Ей, воспитанной на воле, все это быстро наскучило. И если бы не мать, ее давно бы не было в Париже. А из-за нее разгорелись дуэли. Молодому Тибо показалось, что молодой Дампьер стал более преуспевать в ухаживании. Повод для дуэли нашелся. И они дрались. Победил Тибо, а Дампьер две недели провалялся в постели. Чтобы как-то поуменьшить страсти, кто-то посоветовал герцогине пожить некоторое время у себя на юге. О своих намерениях она поведала Тибо, и тот был на седьмом небе от счастья. Ибо ему представлялась возможность в первозданной глуши, в отсутствие других соперников, раскрыть свои чувства и покорить эту гордую, неприступную красу. Он все сделает для этого, не пожалеет никаких денег, тогда никто не сможет с ним состязаться. Он! Только он будет победителем!
ГЛАВА 44
Крестьянская телега, запряженная парой изнуренных лошадей, медленно подъезжала к Парижу. На ней сидели трое крестьян, которые везли пару бочек соленой рыбы. Мужики за долгую дорогу привыкли к рыбьей вони, но свежий человек чувствовал этот запах за целое лье. По их бедной одежонке можно было судить, что это «добро» они везли на продажу. Только непонятно, зачем в Париж. Там этого товара и без них хватало. Наверное, рассчитывали продать подешевле, у себя и этого не взять, а на эту деньгу купить кое-какую одежонку. Над простаками посмеивались, но они упрямо продолжали путь.

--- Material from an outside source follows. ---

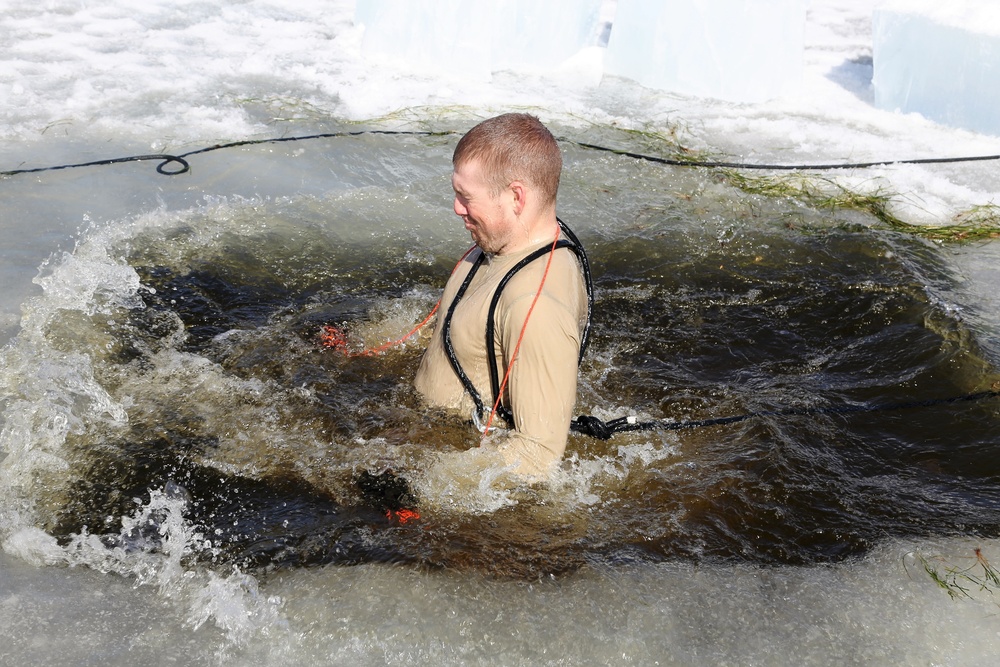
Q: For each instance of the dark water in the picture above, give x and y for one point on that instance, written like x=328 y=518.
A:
x=187 y=361
x=694 y=319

Их спокойную езду едва не нарушила чья-то карета, ехавшая им навстречу. Не то возница заснул, не то выбитая колея повела, но карета едва не столкнулась с крестьянской телегой. Возница не выдержал и крепко ругнулся. Он даже замахнулся было кнутом, но, встретив решительный взгляд рослого бородача, медленно опустил руку.

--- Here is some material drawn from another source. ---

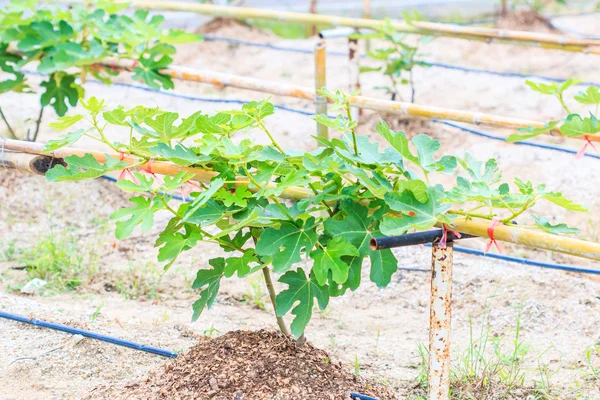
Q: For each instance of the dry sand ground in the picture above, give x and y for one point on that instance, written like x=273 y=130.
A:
x=380 y=328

На шум в окне кареты показалось женское личико. Взгляд незнакомки задержался на этом решительном бородаче. Она даже тихонько вскрикнула:
– Неужели он?
– Кто еще там? – раздался женский голос. – Что там случилось, Агнесса?
– Мама, это… он.
– Кто он? – мать, отстранив дочь, выглянула в окошко. – Простые крестьяне, Агнесса. Не сходи с ума. Ты уже в каждом мужчине начинаешь видеть его. Это к добру не приведет. Его нет. Нет в живых. И ты брось всякие ссылки на свое чутье. Чтобы я больше этого не слышала.
Голос был категоричен, требователен. В нем не было и нотки сочувствия. Такой тон заставляет человека замкнуться в себе. То же случилось и с Агнессой. Они почти всю дорогу ехали молча. Матери это нравилось. Ей не мешали строить воздушные замки.
Этот крестьянин был несколько озадачен. Поняли его и напарники, спросив:
– Что случилось? Уж не знакомую ли увидел?
– Нет! Просто показалось.
– Бывает, – сказал один из них.
Под вечер, когда сумрак начинает путать краски, у ворот графского дома остановилась крестьянская телега. Высокий крестьянин бросил одному из них:
– Стучи, – и показал на ворота.
Мужик соскочил с телеги. Подойдя к воротам, робко постучал.
– Стучи сильнее, – приказал высокий.
Мужик, осмелев, забарабанил что есть мочи. Вскоре послышался чей-то голос:
– Чево надо?
– Рыбу продаем, дешево!
– Ступайте, не надо вашей рыбы.
– Возьми, мил человек. Нам сказали, что святой отец ее любит.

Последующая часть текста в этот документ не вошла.